Tutorial: Defensive programming in Python; Using and extending the typeconstraints module

in #utopian-io6 years ago (edited)

Repository

https://github.com/pibara-utopian/typeconstraints

What Will I Learn?

In this tutorial we will teach you how using typeconstraints can help prevent specific types of type-system related bugs in your code, you will learn.

  • The types of easy to make hard to find bugs that can arise from a lack of type constraints.
  • How adding proxy methods and constraint checking code to your code can prevent argument type related bugs at the price of adding considerably more code to each of your methods.
  • How you can do the same thing with the typeconstraints decorator, with verry little code.
  • How the typeconstraints library implements type constraints and how you can add your own custom typeconstraint assertion classes to your code if you need to.

Requirements

To follow this tutorial, you should:

  • Have a good working knowledge of Python
  • Understand the difference between statically typed and dynamically typed languages.
  • Have at least some experience with a statically typed language.

Difficulty

  • Intermediate

A first bug: forgotten square braces

Imagine that you wrote this code. A simple function that calculates the average length of strings in a list and returns the result in a dictionary. For flexability you added an optional argument to allow tuning the returned dictionary by using a different name for the result within the returned dictionary:

def average_string_length(stringlist,fieldname="stringlen"):
    #Initialize empty rval
    rval = dict()
    #Initialize the total count of all characters in all strings
    totalcount = 0
    #Count all characters in each of the strings
    for string in stringlist:
        totalcount += len(string)
    #Put the average string count in the return value.
    rval[fieldname] = totalcount/len(stringlist)
    return rval

A correct invocation of the above code could look something like this:

#Correct invocation of our function
r1 = average_string_length(["amsterdam","cotonou"])
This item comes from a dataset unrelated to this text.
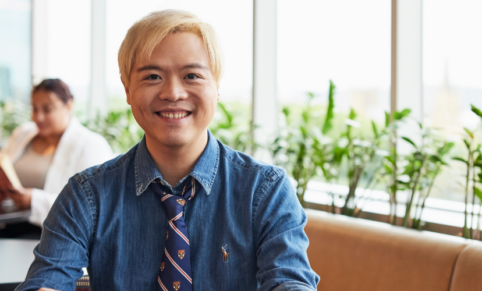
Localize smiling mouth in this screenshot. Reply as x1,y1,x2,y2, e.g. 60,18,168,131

If we were to print r1, it would look something like this:

{'stringlen': 8.0}

Now consider what would happen if we made the little mistake to forget the square braces:

#Incorrect invocation of our function
r1 = average_string_length("amsterdam","cotonou") 

The code would run as if everything was just fine. The things the code will end up doing though would be totally wrong. If you were to look at the return value, it should become obvious something is wrong, but chances are this fact will not show up in an obvious way anywhere close to the place where things went wrong.

{'cotonou': 1.0}

Have a look at the code and try to understand how it results in the above dict being returned.

Type asserts without the typeconstraints decorator

So how can we prevent a bug from this from arising? One way is adding asserts code inside of our function.

def average_string_length(stringlist,fieldname="stringlen"):
    #assert the types of our two function arguments is correct
    assert isinstance(stringlist,list)
    assert isinstance(fieldname,str)
    #assert the type of each individual element in the string list is correct
    for stringn in stringlist:
        assert isinstance(stringn,str)

    #Original body of our function
    rval = dict()
    totalcount = 0
    for string in stringlist:
        totalcount += len(string)
    rval[fieldname] = totalcount/len(stringlist)
    return rval

We check the shallow type of the function arguments using asserts and then dive into the string list to assert the list elements each are of the expected type. This way running the faulty code should result in an exception being raised and the bug will be quickly found and located.

A second bug: returning different types

Now imagine the following code:

def do_something():
   ...
   if (somecondition):
       ..
       raise SomeException("OOPS")
   else:
       ...
       return rval

Consider the missing code denoted by the elipsis is rather long, now someone comes along looks at the code and thinks, hey, I could fix this condition:

def do_something():
   ...
   if (somecondition):
       ..
       if not fix_error_condition():
           raise SomeException("OOPS")
   else:
       ...
       return rval

Seems innocent enough, but consider the return value if the condition is actually fixed. Just as unintended wrong types going into a function can lead to hard to find bugs, so can returning the wrong type from a function.

Return type check wrapper without typeconstraints decorator

Asserting return values as we did for function arguments is a bit more involved for return values. What we need to do is move our function body into an inner function, then add an assert to the outer function.

def do_something():
    #Our real business logic that may exit in many ways
    def _do_something():
        ....
    #Invike the real business logic
    rval = _do_something()
    #asert the type of the return value is as expected
    assert isinstance(rval,bool)
    return rval

Combining the two

Let's go back to our original problem code. What should the code look like if we want to combine both function argument asserts and return value asserts?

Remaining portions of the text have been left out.